Registry of First-line Treatments in Patients With Critical Limb Ischemia (CRITISCH)

This study is currently recruiting participants. (see Contacts and Locations)
Verified June 2013 by St. Franziskus Hospital
Sponsor:
Collaborators:
Deutsches Institut für Gefäßmedizinische Gesundheitsforschung gGmbH (DIGG)
Deutsche Gesellschaft für Gefäßchirurgie und Gefäßmedizin
Information provided by (Responsible Party):
Dr. Theodosios Bisdas, St. Franziskus Hospital
ClinicalTrials.gov Identifier:
NCT01877252
First received: May 20, 2013
Last updated: June 10, 2013
Last verified: June 2013
  Purpose

The principal research question is which treatment modality between open surgical, endovascular and conservative therapy is the most effective in terms of limb salvage, survival and reinterventions in patients with critical limb ischemia


Condition Intervention
Critical Limb Ischemia
Procedure: Surgical revascularization
Procedure: Endovascular revascularization
Other: No vascular intervention

Study Type: Observational [Patient Registry]
Study Design: Observational Model: Cohort
Time Perspective: Prospective
Target Follow-Up Duration: 2 Years
Official Title: National Registry Investigating the Effectiveness of Different First-line Treatment Strategies in Patients With Critical Limb Ischemia

Resource links provided by NLM:


Further study details as provided by St. Franziskus Hospital:

Primary Outcome Measures:
  • Amputation-free survival [ Time Frame: at 2 years ] [ Designated as safety issue: Yes ]
    Above-ankle amputation of the index limb or death (any cause), whichever occurred first


Secondary Outcome Measures:
  • Perioperative death [ Time Frame: 30 days ] [ Designated as safety issue: Yes ]
  • Major adverse limb event (MALE) [ Time Frame: at 1 year, at 2 years ] [ Designated as safety issue: Yes ]
    above ankle amputation of the index limb or major intervention (new bypass graft, jump/interposition graft revision, or thrombectomy/thrombolysis)

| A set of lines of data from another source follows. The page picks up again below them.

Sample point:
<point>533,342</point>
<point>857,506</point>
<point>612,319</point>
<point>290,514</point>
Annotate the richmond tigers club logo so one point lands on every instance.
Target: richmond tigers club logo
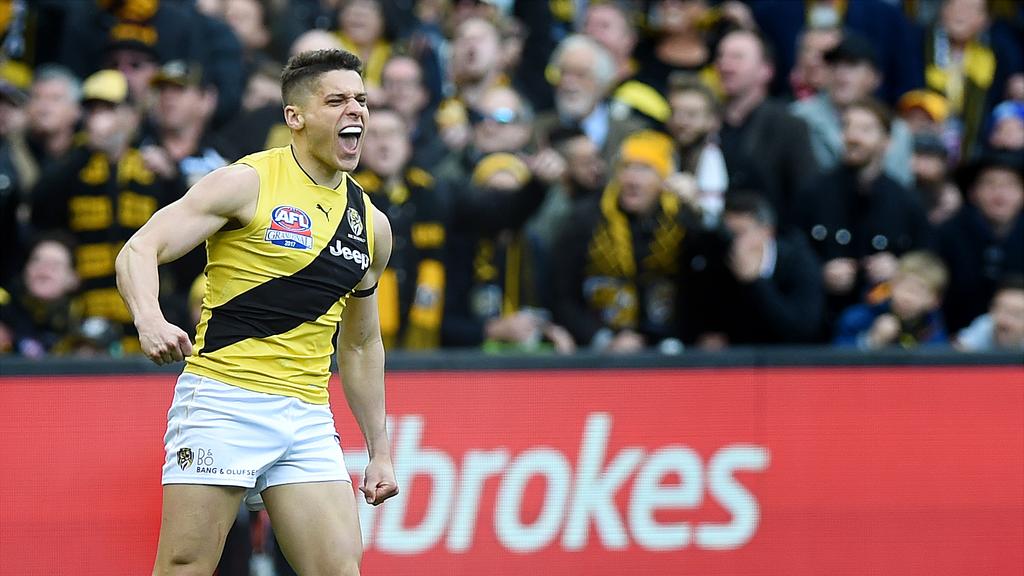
<point>354,221</point>
<point>184,457</point>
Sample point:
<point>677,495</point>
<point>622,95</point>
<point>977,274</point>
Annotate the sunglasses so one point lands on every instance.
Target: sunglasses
<point>500,116</point>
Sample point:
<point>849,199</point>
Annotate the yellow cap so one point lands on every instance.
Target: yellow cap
<point>105,85</point>
<point>650,148</point>
<point>934,105</point>
<point>500,162</point>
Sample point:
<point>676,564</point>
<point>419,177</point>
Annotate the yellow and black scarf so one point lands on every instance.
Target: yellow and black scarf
<point>612,271</point>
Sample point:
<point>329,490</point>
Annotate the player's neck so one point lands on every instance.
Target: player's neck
<point>321,173</point>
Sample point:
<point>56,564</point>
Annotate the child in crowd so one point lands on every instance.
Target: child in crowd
<point>908,317</point>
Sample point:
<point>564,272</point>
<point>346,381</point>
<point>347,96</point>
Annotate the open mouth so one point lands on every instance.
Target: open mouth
<point>349,136</point>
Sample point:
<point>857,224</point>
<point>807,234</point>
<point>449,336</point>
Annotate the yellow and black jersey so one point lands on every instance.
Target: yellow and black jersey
<point>276,287</point>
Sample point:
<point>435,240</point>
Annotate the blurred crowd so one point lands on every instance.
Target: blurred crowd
<point>559,174</point>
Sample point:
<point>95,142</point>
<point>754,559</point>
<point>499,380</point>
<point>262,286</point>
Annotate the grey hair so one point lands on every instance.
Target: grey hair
<point>56,72</point>
<point>604,67</point>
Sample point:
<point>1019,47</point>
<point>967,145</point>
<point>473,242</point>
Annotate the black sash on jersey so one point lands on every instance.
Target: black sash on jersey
<point>285,302</point>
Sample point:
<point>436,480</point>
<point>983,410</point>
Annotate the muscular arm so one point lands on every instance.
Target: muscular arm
<point>225,195</point>
<point>360,360</point>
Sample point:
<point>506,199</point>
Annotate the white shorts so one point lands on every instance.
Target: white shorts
<point>226,436</point>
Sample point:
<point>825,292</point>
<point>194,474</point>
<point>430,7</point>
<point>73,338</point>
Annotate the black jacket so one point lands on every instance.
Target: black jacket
<point>477,215</point>
<point>842,221</point>
<point>977,262</point>
<point>770,153</point>
<point>787,307</point>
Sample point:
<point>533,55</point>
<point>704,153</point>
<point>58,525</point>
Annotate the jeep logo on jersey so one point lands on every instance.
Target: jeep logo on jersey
<point>290,228</point>
<point>349,254</point>
<point>354,221</point>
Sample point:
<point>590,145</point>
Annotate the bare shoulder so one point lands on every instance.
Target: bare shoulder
<point>230,192</point>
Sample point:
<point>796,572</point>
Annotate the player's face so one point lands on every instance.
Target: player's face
<point>336,118</point>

  • Major adverse cardiovascular event (MACCE) [ Time Frame: at 30 days, at 1 year, at 2 years ] [ Designated as safety issue: Yes ]
    myocardial infarction, stroke or death (any cause)

  • Sustained clinical improvement [ Time Frame: at 1 year, at 2 years ] [ Designated as safety issue: No ]
    upward shift on the Rutherford or Fontaine classification to a level of intermittent claudication in amputation-free surviving patients without the need for repeated target lesion revascularization (TLR) (primary improvement) or after repeated TLR (secondary improvement)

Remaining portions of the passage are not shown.